Your problem essentially boils down to Exercise 3.19 of this book. That being said, let us suppose that $\mathrm{Var}(X) \leq a\mathbb E(X)$ for some $a \geq 0$. By Holder's inequality, we have $$\mathbb E(X) \leq \left(\mathbb E\sqrt{X}\right)^{\frac 23}\left(\mathbb EX^2\right)^{\frac 13} \leq \left(\mathbb E\sqrt{X}\right)^{\frac 23}\left((\mathbb EX)^2 + a\mathbb EX\right)^{\frac 13}.$$ Our goal is to show that $$\mathbb EX - \left(\mathbb E\sqrt{X}\right)^2 \leq a.$$ Now let us denote $v := \mathbb EX$ and $w = \mathbb E\sqrt{X}$, then the first inequality can be rewritten as $\frac{v^2}{v+a} \leq w^2$, so we end up with $$v - w^2 \leq v - \frac{v^2}{v+a} = \frac{va}{v+a} \leq a,$$ which is exactly what we wanted to prove.


Note: This answer is equivalent to this one (I have marked the linked answer as Community wiki now).

If you set $Y=\sqrt{X}$, then the inequality is equivalent to $$2\mathsf E(Y^2)^2\le \mathsf E(Y^2)\mathsf E(Y)^2+\mathsf E(Y^4).$$ Note that $Y\in L^4$ and $Y\ge 0$.

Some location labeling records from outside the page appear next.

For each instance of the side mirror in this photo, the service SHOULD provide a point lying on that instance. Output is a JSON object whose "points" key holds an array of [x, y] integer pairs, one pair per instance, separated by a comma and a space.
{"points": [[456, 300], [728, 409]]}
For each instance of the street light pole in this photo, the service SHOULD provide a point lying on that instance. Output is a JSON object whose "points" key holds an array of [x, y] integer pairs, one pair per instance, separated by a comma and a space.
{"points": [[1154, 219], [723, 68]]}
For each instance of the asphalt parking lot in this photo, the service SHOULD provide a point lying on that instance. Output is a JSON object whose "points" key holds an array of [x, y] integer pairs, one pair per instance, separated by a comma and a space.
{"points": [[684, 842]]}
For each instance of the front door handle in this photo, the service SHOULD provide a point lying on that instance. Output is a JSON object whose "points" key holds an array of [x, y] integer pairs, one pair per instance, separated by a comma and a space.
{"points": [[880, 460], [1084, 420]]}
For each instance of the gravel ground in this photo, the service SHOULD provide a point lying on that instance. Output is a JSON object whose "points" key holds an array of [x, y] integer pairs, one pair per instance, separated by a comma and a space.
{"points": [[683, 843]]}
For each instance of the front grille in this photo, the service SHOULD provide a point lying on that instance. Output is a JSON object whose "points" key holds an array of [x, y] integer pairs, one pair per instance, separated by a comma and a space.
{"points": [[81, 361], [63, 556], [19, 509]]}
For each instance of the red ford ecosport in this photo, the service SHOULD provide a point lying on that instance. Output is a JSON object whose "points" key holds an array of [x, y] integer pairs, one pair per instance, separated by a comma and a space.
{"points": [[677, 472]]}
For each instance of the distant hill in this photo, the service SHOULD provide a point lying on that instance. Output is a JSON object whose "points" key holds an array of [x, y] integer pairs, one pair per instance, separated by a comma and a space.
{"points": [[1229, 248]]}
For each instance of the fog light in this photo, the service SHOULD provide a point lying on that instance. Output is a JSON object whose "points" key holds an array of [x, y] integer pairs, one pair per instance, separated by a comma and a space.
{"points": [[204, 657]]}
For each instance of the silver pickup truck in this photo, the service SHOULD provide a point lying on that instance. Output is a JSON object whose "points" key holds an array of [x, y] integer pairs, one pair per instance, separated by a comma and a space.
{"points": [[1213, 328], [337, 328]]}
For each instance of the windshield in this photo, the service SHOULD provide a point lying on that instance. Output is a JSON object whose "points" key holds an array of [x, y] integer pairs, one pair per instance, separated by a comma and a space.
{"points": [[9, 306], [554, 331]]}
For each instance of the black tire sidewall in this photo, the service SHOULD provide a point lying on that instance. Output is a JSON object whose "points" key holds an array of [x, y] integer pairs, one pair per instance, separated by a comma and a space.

By AM-GM, $$\mathsf E(Y^2)\mathsf E(Y)^2+\mathsf E(Y^4)\ge 2\sqrt{\mathsf E(Y^2)\mathsf E(Y)^2\mathsf E(Y^4)},$$ so we only need to prove $$\mathsf E(Y^2)^4\le\mathsf E(Y^2)\mathsf E(Y)^2\mathsf E(Y^4),$$ i.e. $$\mathsf E(Y^2)^3\le \mathsf E(Y)^2\mathsf E(Y^4),$$ which is true by Hölder's inequality.